Hawkins, whose work includes patient session, said it thought that patients’ pupils of the patients should remain in low acuity roles such as the care of older patients, which Zomorodi stressed is the ‘One of the responsibilities of the Garden Students.

“I think it would be very useful for guards (students) to help nursing homes or perhaps even surgical places for hospitalized patients where (patients) are bedridden, but they are also completely competent and this Like if they need help, you can alert someone, ”Hawkins says.

Justin Gettings, assistant professor at UNC and the doctor in the departments of psychiatry and emergency medicine in UNC hospitals, agrees with Hawkins’ point of view that guards can be precious in specific contexts .

“I could see a really useful goalkeeper with an elderly patient or a denied patient,” said Gettings. “These patients will want to wander, they will leave, they will need someone who can be calm and reassuring.”

While students-Garders can have a useful role, objects highlighted the importance of knowing its limits when they work in health care.

“Knowing your scope is so important in medicine, so knowing what I am trained to do and what I feel comfortable is really a critical step in the training of anyone in the medical field,” said Gettings . “So, as long as the goalkeeper knows what they are there to do and feels confident in the kind of implementation of the next steps they need to get more level of higher level, so I think it is is a reasonable thing. “

Zomorodi said that students are not allowed on the psychiatric floor and they are not allowed to serve as a patient’s caretaker for other UNC students or teachers. However, while Zomorodi considers that the expansion of the program, health workers such as Hawkins emphasize the guarantee of certain training requirements, such as prevention and intervention training in crisis, remain in place .
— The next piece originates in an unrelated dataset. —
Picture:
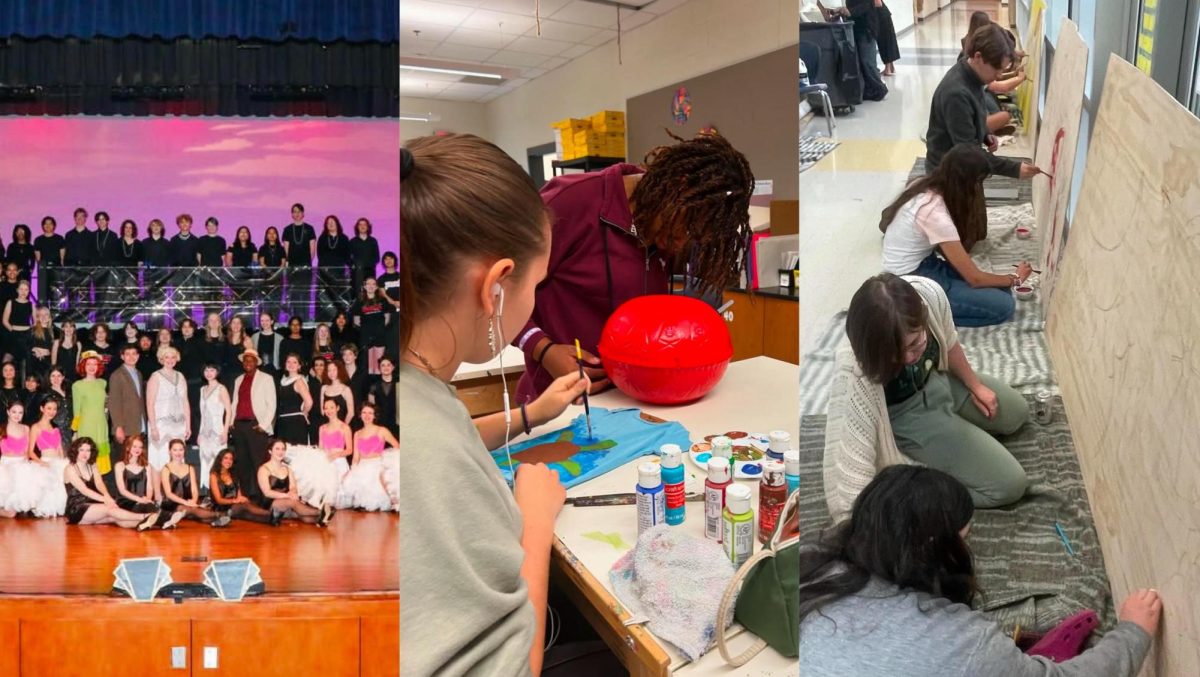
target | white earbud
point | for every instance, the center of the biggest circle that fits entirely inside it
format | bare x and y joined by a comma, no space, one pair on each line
498,292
Crisis prevention and intervention training can be different depending on the role of the health worker. However, the central objective is to defuse situations in a non -violent manner, according to Crisis Prevention Institute.

“I would never say that I have not prepared myself without preparation,” said Mallory Tadlor, a current student from the UNC and former biology goalkeeper 119. “I think the modules of the training we had to follow M ‘really helped in the scenarios. So it really helped my comfort level.

The Student Patient Sitter program not only helped students have their comfort levels, but also reaffirmed their confidence in the medical field in the future.

“I learned a lot about myself and what I wanted to continue in the future (which is) very difficult to know. So, without having any experience, I found it such a great resource, “said Tadlock.

Zomorodi said it hoped to offer this program to rural communities where there are a significant number of students applying for health professions. She wants to work with partners such as UNC Pembroke and UNC Wilmington.

Based on Tadlock’s comments and others, the implementation of this program in other hospitals may have a significant impact on health care experiences for patients and students.

“The first thing we heard from our nursing colleagues in the professional schools to which students apply, or even our colleagues from the Faculty of Medicine, is that if you can do patients seated, you can probably do anything” , said Zomorodi.

UNC Media HUB is a cohort of students from various concentrations within the Hussman School of Journalism and Media of the UNC Chapel Hill who collaborate to produce high -level integrated media packages covering North Carolina stories.